The Bush administration is now proposing eliminating the tax on shareholders' dividend income. The claimed practical justification for the move is that it will function as a fiscal stimulus to the economy; I will leave it to others to criticize it on that score. Personally, I continue to doubt (as I have mentioned before) that a fiscal stimulus of any kind will be any more effective at curing America's post-bubble malaise than have the trillions spent over the last decade building bridges to nowhere in Japan.
There is also, however, a "principled" argument being made for cutting taxes on dividends: that dividends are "double-taxed", since they are drawn from profits that are themselves subject to a corporate income tax. Of course, all other business expenses, from purchased merchandise to employee salaries to interest on loans, are drawn on those same profits.

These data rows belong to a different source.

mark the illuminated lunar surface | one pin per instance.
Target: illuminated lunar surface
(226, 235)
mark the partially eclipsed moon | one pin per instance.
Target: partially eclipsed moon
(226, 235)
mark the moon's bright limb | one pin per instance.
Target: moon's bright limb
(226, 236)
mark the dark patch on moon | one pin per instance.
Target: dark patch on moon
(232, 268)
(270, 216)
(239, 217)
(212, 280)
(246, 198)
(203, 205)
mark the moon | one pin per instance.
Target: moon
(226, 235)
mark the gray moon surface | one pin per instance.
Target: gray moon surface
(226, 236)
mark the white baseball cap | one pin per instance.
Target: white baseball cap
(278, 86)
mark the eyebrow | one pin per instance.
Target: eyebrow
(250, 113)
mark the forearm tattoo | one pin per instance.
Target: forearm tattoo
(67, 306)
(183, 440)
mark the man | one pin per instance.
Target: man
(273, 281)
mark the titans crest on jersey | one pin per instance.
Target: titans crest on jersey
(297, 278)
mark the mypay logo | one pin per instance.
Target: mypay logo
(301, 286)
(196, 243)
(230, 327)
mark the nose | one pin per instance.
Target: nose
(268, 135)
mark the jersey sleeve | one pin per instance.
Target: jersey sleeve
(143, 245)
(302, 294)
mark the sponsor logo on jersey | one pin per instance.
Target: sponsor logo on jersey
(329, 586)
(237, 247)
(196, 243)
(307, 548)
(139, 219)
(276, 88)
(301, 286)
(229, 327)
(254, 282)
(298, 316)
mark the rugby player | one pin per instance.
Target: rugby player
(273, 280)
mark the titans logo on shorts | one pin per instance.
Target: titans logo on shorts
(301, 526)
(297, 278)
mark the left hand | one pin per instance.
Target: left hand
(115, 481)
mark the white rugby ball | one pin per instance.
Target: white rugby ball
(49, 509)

The special status of dividends is thus based on a presumptive difference between owning a share of a company's stock (and hence a claim on a share of its profits) and merely providing it with a service (such as floating it a loan or working for it as an employee).
As a practical matter, though, that difference is becoming fuzzier all the time. On the one hand, instruments such as mutual funds erode the "control" aspect of ownership to the point of negligibility; on the other, complex modern financing arrangements can make bondholders' returns very nearly as much a function of market performance as common stock. Indeed, if the tax cut goes through, I would expect to see numerous future issuances of "preferred stock" under terms that make them look remarkably like bonds, with promised dividends in place of promised loan repayments. Encouraging lending and investment to be cosmetically restructured in this manner to satisfy arbitrary tax rules can't possibly be economically useful. Or can it?

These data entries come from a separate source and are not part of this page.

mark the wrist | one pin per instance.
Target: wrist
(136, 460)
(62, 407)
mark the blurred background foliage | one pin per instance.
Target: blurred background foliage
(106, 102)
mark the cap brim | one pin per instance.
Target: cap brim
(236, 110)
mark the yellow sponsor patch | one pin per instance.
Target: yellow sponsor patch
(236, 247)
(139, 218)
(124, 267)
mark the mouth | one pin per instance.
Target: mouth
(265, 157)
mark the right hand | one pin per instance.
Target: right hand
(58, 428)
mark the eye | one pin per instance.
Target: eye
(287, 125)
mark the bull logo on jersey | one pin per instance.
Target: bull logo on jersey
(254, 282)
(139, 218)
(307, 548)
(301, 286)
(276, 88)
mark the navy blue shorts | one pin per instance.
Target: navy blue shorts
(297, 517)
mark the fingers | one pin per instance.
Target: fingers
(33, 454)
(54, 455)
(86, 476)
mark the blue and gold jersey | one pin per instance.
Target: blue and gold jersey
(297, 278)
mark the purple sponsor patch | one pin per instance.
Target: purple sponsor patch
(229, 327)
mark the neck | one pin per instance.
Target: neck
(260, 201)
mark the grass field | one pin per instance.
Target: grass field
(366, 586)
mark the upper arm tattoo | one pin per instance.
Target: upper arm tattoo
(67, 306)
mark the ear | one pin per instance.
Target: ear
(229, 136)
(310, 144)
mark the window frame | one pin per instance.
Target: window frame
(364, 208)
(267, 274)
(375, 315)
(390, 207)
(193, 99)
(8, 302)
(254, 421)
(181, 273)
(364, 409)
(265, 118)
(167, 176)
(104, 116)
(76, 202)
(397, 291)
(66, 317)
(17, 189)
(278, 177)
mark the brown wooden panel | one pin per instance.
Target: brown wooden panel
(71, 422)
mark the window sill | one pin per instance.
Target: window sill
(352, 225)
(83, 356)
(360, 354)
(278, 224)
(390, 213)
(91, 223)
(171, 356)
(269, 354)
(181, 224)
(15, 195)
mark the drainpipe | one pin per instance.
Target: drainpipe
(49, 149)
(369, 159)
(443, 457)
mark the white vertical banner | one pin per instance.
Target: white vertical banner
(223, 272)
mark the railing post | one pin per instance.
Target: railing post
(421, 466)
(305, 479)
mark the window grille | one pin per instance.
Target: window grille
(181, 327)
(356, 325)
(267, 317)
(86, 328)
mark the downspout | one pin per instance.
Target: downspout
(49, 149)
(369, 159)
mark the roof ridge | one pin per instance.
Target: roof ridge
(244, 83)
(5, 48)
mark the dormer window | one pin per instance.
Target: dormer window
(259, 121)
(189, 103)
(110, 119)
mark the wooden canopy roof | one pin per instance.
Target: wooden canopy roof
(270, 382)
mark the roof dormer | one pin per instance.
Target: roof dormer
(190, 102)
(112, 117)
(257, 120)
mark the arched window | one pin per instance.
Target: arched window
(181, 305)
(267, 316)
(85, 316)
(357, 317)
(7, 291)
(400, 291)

I am referring, of course, to the elephant in the room that gets passing mention but whose shocking implications are rarely addressed head-on: that the dividend tax cut may well be a naked attempt to influence the stock market. As the estimable Stephen Roach of Morgan Stanley has pointed out, it is tempting for policymakers to try to juice the market, thus creating a more generally optimistic economic outlook, which may encourage spending and investment, thus restarting the stalled economy, in a replay of the virtuous circle that took hold during the nineties. It's hard to imagine a more explicit white flag of surrender to that temptation than a tax cut designed to encourage people to run out and buy dividend-bearing stocks.

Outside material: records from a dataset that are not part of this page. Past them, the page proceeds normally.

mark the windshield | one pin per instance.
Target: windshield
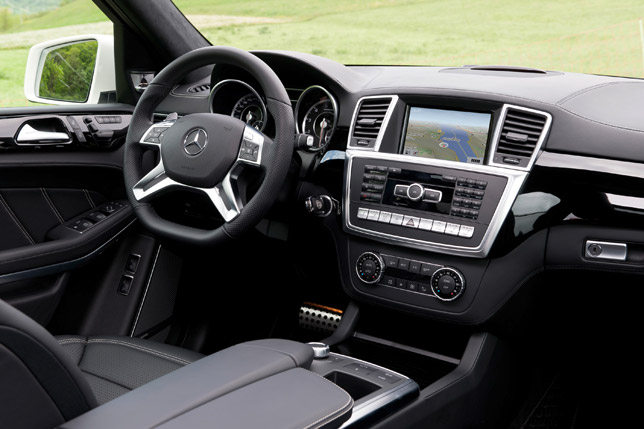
(588, 36)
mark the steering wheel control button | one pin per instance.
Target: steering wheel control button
(447, 284)
(370, 267)
(415, 192)
(411, 221)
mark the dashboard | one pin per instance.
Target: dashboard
(453, 186)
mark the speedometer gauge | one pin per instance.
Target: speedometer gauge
(316, 115)
(249, 110)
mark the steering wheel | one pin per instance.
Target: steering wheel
(205, 152)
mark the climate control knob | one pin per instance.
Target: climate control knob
(448, 284)
(370, 267)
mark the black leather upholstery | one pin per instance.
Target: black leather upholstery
(37, 374)
(113, 366)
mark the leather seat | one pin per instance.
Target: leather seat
(68, 376)
(113, 366)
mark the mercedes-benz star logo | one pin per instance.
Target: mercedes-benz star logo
(195, 141)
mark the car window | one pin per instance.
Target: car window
(26, 23)
(588, 36)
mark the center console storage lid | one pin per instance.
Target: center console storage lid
(197, 384)
(296, 399)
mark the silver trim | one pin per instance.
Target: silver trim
(223, 195)
(29, 136)
(226, 82)
(497, 137)
(145, 293)
(587, 163)
(515, 179)
(60, 267)
(382, 267)
(385, 122)
(336, 112)
(608, 250)
(400, 346)
(455, 271)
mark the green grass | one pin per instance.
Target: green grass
(590, 36)
(12, 74)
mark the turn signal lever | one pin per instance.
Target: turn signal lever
(321, 205)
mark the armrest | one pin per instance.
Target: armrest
(197, 384)
(296, 399)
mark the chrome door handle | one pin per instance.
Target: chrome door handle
(30, 135)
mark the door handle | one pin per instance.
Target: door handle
(28, 135)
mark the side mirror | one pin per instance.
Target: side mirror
(71, 70)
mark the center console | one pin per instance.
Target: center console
(428, 186)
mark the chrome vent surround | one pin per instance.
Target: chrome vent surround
(370, 120)
(520, 136)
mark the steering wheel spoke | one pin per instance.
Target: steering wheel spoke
(153, 183)
(154, 135)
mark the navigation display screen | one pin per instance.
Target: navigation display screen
(446, 134)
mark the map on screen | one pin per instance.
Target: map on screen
(447, 134)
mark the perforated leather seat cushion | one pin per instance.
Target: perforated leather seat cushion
(115, 365)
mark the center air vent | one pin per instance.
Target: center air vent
(199, 88)
(369, 119)
(521, 135)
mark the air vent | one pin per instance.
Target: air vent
(368, 121)
(199, 88)
(519, 137)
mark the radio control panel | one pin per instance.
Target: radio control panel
(428, 204)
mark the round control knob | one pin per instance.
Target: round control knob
(448, 284)
(415, 192)
(370, 267)
(320, 350)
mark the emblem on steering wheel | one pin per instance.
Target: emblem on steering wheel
(195, 142)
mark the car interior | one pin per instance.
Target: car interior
(272, 239)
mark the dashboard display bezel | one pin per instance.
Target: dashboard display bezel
(488, 142)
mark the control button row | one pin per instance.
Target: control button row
(471, 183)
(415, 267)
(464, 202)
(469, 193)
(437, 226)
(411, 285)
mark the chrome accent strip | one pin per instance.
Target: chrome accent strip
(242, 83)
(365, 409)
(515, 178)
(587, 163)
(497, 137)
(383, 127)
(396, 345)
(60, 267)
(145, 293)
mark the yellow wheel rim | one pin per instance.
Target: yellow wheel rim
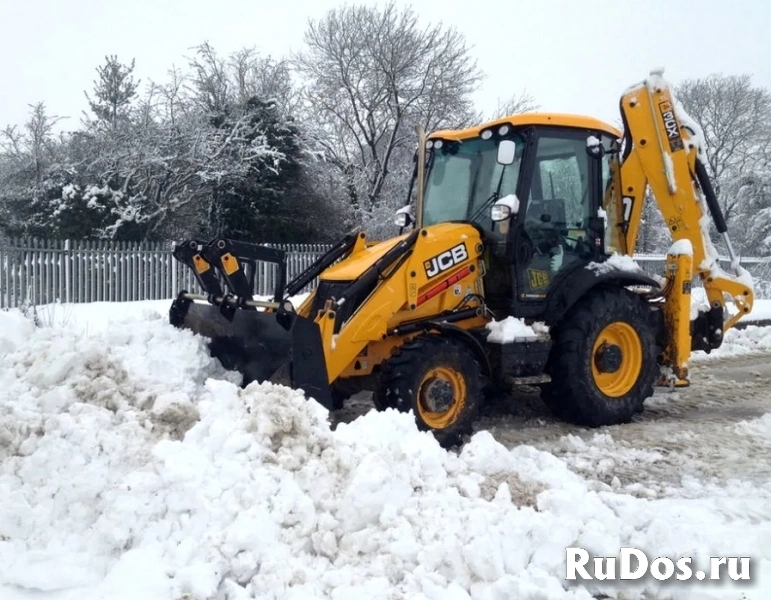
(617, 359)
(441, 397)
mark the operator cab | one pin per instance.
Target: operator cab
(533, 185)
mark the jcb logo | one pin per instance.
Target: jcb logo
(445, 260)
(538, 279)
(670, 124)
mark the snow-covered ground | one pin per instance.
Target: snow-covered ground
(132, 466)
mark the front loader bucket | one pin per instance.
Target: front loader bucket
(253, 342)
(277, 344)
(283, 348)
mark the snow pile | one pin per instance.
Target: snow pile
(512, 329)
(616, 262)
(681, 248)
(131, 468)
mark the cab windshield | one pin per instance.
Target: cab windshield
(462, 180)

Now, as ICBW readers know, I'm not exactly thrilled about measures that increase ordinary investors' naive faith in the stock market as the repository of choice for their entire life savings. And today's valuations don't exactly suggest an investor so consumed with revulsion at the thought of taking a chance on equities as to need an incentive in that direction from Uncle Sam. Under these conditions, one might have thought that the authorities would hesitate before attempting to reinflate the disastrous bubble that popped (or rather, began its gradual, long-term and still-incomplete collapse) only three years ago. It appears, though, that one would thereby be placing a little too much faith in the responsible sobriety of the current administration's economic advisors.